Art Viewers celebrates Steinberg’s lifelong practice of collage. It is also one of his most imaginative and compelling works, the culmination of a twenty-year engagement with the theme of people looking at art. “For me,” he said, “the people who look at art are even more interesting than the art itself.”30A The scale of Art Viewers—human, almost human, and over-lifesize—physically parallels that of the visitors (who, in Steinberg’s oeuvre, are usually female; something to ponder). No longer are they looking at a picture on the wall, but at themselves in real time and space. In a Steinbergian play of reality levels, visitors see a simulacrum of themselves wandering through the gallery looking at Steinbergs, the act of creation represented by the cluttered drawing table and easel—both fashioned from multiple collaged pieces—and by the works being viewed in the mural.
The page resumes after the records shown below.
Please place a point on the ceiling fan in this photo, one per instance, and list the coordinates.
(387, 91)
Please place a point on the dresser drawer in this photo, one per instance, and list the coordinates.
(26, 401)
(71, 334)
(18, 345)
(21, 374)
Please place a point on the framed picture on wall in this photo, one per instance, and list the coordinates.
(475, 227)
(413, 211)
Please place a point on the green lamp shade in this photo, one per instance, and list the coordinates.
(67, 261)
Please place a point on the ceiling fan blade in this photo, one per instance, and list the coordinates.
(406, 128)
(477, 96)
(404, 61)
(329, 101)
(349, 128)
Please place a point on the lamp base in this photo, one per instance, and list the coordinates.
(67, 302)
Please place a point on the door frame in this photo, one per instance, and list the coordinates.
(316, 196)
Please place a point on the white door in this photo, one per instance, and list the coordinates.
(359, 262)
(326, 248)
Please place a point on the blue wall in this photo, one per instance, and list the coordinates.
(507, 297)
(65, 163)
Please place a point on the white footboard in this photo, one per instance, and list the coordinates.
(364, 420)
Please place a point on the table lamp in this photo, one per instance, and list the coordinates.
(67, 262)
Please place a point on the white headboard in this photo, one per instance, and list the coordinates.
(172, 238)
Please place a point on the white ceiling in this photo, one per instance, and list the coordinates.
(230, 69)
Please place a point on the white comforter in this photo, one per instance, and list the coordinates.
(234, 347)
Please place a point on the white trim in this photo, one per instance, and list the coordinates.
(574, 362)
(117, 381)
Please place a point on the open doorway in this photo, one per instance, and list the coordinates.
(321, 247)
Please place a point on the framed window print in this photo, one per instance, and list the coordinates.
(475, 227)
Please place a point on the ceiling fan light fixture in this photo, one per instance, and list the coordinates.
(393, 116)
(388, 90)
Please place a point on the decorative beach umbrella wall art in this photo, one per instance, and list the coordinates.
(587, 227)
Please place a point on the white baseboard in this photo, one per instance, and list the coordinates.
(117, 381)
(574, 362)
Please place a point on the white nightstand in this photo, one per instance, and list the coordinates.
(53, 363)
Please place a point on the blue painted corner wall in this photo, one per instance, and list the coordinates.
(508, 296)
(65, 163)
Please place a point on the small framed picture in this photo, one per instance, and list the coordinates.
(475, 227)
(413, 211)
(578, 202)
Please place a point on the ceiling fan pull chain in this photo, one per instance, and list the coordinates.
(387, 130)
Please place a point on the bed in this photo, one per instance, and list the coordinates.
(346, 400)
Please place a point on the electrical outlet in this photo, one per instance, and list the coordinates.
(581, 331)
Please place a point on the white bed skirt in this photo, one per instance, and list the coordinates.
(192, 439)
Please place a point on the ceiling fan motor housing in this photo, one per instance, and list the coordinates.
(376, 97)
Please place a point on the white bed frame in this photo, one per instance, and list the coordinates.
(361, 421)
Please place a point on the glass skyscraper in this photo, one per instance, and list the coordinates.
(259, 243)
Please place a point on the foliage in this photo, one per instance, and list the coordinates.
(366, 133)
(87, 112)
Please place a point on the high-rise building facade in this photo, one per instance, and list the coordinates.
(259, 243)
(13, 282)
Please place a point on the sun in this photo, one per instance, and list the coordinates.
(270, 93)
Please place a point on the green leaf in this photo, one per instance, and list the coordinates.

The spectators in Steinberg’s art-viewer drawings are almost always in profile, as they are in the Maeght mural, mimicking the way we see people walking through a gallery. It is here that Art Viewers forecasts the next stage in Steinberg’s adventures in art display. Among the works being viewed, as well as on the easel, are colored trapezoidal paintings. Within two years, he began to create galleries of “false paintings”—minus the people—by assembling works, painted on slats of wood, to simulate the perspectival slant of art seen along a museum or gallery wall. Steinberg is now representing representation, shifting from a focus on viewers to the locus of viewing.